41
\$\begingroup\$

Your task is to output a Magical 8 Trapezium:

        1 × 8 + 1 = 9
       12 × 8 + 2 = 98
      123 × 8 + 3 = 987
     1234 × 8 + 4 = 9876
    12345 × 8 + 5 = 98765
   123456 × 8 + 6 = 987654
  1234567 × 8 + 7 = 9876543
 12345678 × 8 + 8 = 98765432
123456789 × 8 + 9 = 987654321
  • Output in your chosen language in the fewest bytes possible.
  • Note the number of spaces at the start of each line to maintain the trapezium shape.
  • Trailing spaces are allowed.
  • You can use × or the letter x - whichever you prefer.
\$\endgroup\$
  • 1
    \$\begingroup\$ Related. (slightly...) \$\endgroup\$ – Martin Ender Jul 25 '16 at 16:04
  • \$\begingroup\$ Middle spaces are required, yes? \$\endgroup\$ – Value Ink Jul 25 '16 at 18:11
  • \$\begingroup\$ @KevinLau-notKenny it is, but you could always post an alternative too if it's significant. \$\endgroup\$ – rybo111 Jul 25 '16 at 18:49
  • \$\begingroup\$ It's 6 bytes corresponding to the 6 spaces in the middle, so no, I don't think it's significant enough. \$\endgroup\$ – Value Ink Jul 25 '16 at 19:23

38 Answers 38

15
\$\begingroup\$

Python 2, 59 bytes

a=i=1
exec"print'%9d x 8 +'%a,i,'=',a*8+i;i+=1;a=a*10+i;"*9

The numbers a and i the equation a * 8 + i are generated arithmetically.
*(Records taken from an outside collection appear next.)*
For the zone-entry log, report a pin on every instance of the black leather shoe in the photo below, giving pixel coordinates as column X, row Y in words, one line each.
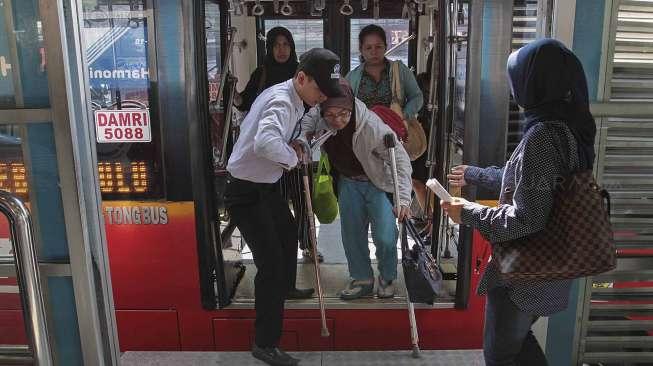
column 273, row 356
column 296, row 294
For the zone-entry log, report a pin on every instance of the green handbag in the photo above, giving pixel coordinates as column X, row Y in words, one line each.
column 325, row 203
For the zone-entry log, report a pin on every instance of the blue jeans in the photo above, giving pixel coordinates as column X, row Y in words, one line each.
column 508, row 339
column 362, row 204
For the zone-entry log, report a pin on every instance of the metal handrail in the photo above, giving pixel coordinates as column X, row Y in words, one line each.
column 403, row 41
column 27, row 273
column 230, row 51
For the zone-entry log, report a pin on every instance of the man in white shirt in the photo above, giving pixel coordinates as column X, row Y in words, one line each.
column 266, row 146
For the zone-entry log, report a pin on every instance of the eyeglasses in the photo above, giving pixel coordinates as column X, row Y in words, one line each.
column 342, row 115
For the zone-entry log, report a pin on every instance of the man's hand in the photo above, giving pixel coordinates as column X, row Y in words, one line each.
column 298, row 146
column 454, row 208
column 404, row 213
column 457, row 176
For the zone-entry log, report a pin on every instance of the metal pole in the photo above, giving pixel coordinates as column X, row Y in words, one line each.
column 403, row 41
column 390, row 143
column 227, row 60
column 27, row 272
column 227, row 122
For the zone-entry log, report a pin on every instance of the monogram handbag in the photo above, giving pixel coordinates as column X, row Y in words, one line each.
column 577, row 240
column 421, row 272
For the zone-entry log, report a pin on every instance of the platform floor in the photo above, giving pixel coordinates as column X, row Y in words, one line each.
column 371, row 358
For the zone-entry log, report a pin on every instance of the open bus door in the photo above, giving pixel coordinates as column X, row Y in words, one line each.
column 312, row 28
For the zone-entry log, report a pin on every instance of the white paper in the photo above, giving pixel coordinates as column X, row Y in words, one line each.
column 439, row 190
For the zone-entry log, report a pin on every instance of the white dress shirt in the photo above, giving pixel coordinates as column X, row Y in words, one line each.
column 262, row 152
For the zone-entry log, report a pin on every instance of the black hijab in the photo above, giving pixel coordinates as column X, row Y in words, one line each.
column 548, row 82
column 277, row 72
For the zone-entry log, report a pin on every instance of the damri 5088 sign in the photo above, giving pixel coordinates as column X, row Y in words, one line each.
column 124, row 125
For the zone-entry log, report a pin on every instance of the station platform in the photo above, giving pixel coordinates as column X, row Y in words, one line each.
column 344, row 358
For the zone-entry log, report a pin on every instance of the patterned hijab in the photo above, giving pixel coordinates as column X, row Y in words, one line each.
column 548, row 82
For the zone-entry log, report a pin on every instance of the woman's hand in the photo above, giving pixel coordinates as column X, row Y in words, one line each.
column 404, row 213
column 454, row 208
column 457, row 176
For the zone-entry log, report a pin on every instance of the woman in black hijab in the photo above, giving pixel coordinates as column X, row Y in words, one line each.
column 279, row 65
column 548, row 82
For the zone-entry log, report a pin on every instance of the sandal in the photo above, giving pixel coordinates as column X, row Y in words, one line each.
column 308, row 255
column 356, row 289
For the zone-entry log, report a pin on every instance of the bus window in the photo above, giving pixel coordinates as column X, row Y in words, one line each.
column 118, row 46
column 13, row 178
column 396, row 30
column 213, row 49
column 307, row 33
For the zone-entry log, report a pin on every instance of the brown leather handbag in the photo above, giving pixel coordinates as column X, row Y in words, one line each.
column 576, row 242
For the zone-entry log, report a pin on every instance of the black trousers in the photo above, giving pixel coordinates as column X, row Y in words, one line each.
column 268, row 227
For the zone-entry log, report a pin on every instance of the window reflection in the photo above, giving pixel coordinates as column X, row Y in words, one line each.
column 119, row 53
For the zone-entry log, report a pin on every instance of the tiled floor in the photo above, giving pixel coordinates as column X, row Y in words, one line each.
column 394, row 358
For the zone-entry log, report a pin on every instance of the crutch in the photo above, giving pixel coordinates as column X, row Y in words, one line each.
column 312, row 235
column 390, row 143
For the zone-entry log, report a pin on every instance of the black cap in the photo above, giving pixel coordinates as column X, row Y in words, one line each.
column 324, row 67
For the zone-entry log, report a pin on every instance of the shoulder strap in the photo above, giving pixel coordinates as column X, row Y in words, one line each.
column 261, row 81
column 397, row 92
column 561, row 143
column 323, row 165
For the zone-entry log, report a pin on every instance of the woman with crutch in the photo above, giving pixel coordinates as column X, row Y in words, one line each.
column 357, row 152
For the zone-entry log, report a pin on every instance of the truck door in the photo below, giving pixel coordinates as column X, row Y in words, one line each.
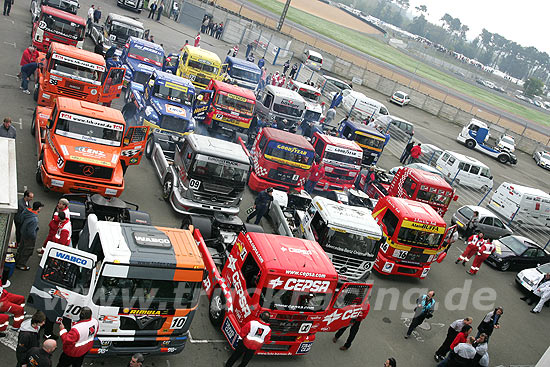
column 64, row 282
column 347, row 304
column 134, row 144
column 112, row 86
Each line, i is incremented, and a has the next digit appended via a=a*10+i. For example, if a=12345, i=5, then i becomes 6, so the new a is 12345*10 + 6 which is 123456.

Storing these as numbers rather than strings lets us compute the RHS as given by the equation a*8+i, which is shorter than string reversing.

\$\endgroup\$
  • \$\begingroup\$ +1 for seeing this for what it is - a sum that can be generated \$\endgroup\$ – rybo111 Jul 25 '16 at 23:10
7
\$\begingroup\$

V, 37 bytes

i¸ 1 X 8 + 1 = 98ñYp|Eylp^Xf+$ylp

Try it online!

This contains unprintable, so here is a hexdump:

00000000: 69c2 b820 3120 5820 3820 2b20 3120 3d20  i.. 1 X 8 + 1 = 
00000010: 391b 38c3 b159 707c 4579 6c70 015e 5866  9.8..Yp|Eylp.^Xf
00000020: 2b01 2479 6c70 18                        +.$ylp.
\$\endgroup\$
5
\$\begingroup\$

05AB1E, 32 31 30 28 bytes

Code:

TG9N-ð×NLJðN"x8+ÿ="€ðJžmN£J,

Uses the CP-1252 encoding. Try it online!.

\$\endgroup\$
  • \$\begingroup\$ .c isn't usable here? \$\endgroup\$ – Magic Octopus Urn Jan 10 '17 at 14:57
  • \$\begingroup\$ @carusocomputing It is, but that postdates the challenge. \$\endgroup\$ – Adnan Jan 10 '17 at 15:01
  • \$\begingroup\$ Ahhh... Did not see the timestamp. \$\endgroup\$ – Magic Octopus Urn Jan 10 '17 at 15:10
5
\$\begingroup\$

PHP, 105 89 60 57 bytes

my first golf try here (thanks to manatwork & user55641)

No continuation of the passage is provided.